# Big Data HS 2025

## JSONiq tutorial - week 1

Every week, you will get a small tutorial notebook that introduces you to the JSONiq language with the RumbleDB engine. You can simply copy this notebook to the "notebooks" subfolder in your Exam MagicBox docker environment (the same environment that contains past exams, PostgreSQL, Spark, RumbleDB, etc).

If you have not set up your Exam MagicBox docker environment yet, then you can do so as follows:

- download it as a zip file from the course Moodle.
- uncompress it on your laptop
- go on the command line to the uncompressed folder
- launch the command `docker-compose up`

(for some people it seems to rather work without the dash: `docker compose up`)
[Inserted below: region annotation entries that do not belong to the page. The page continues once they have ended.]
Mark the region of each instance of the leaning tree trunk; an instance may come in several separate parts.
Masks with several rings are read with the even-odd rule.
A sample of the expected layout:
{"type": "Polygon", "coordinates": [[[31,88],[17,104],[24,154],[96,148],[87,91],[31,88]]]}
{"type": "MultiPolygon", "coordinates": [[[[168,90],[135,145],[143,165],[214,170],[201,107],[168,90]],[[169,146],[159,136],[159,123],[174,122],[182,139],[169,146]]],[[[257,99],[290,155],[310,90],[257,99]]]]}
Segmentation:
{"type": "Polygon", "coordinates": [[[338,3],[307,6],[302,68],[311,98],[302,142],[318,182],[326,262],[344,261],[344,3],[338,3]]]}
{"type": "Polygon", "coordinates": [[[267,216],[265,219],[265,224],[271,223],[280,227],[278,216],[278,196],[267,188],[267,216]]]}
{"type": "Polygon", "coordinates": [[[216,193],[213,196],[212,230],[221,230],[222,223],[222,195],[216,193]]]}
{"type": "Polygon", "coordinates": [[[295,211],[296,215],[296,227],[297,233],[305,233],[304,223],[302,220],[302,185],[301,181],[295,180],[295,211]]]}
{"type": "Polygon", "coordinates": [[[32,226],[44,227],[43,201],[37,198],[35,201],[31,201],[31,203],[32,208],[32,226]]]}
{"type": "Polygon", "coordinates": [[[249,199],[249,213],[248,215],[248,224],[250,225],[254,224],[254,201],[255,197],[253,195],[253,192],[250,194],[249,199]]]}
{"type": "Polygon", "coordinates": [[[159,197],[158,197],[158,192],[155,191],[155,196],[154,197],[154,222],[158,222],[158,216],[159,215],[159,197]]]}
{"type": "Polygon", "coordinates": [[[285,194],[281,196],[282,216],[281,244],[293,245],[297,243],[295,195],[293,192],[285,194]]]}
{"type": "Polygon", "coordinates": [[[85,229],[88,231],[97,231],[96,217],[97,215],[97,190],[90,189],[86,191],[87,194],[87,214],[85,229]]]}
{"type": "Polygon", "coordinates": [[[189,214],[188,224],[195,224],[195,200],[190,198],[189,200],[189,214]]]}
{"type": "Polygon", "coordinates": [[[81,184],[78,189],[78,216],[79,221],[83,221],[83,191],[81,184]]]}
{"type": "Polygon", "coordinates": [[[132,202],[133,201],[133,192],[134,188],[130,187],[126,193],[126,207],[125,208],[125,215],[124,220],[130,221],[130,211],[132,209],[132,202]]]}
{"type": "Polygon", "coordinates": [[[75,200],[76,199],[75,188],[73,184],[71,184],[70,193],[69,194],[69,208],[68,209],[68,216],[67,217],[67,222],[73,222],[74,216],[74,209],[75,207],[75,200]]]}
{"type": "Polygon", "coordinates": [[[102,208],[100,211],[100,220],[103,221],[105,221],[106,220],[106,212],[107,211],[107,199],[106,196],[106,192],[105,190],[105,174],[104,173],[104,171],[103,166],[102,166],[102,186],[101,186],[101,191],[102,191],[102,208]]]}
- open the Jupyter notebook interface by directing your favorite browser to http://localhost:8888/lab
- copy this file (JSONiq-tutorial-1-ipynb) to the notebook subfolder (outside of the Jupyter interface, like you would copy any other files on your laptop)
- in the Jupyter notebook interface, this file should become visible on the left. Select this file (JSONiq-tutorial-1-ipynb) to open it, and continue reading.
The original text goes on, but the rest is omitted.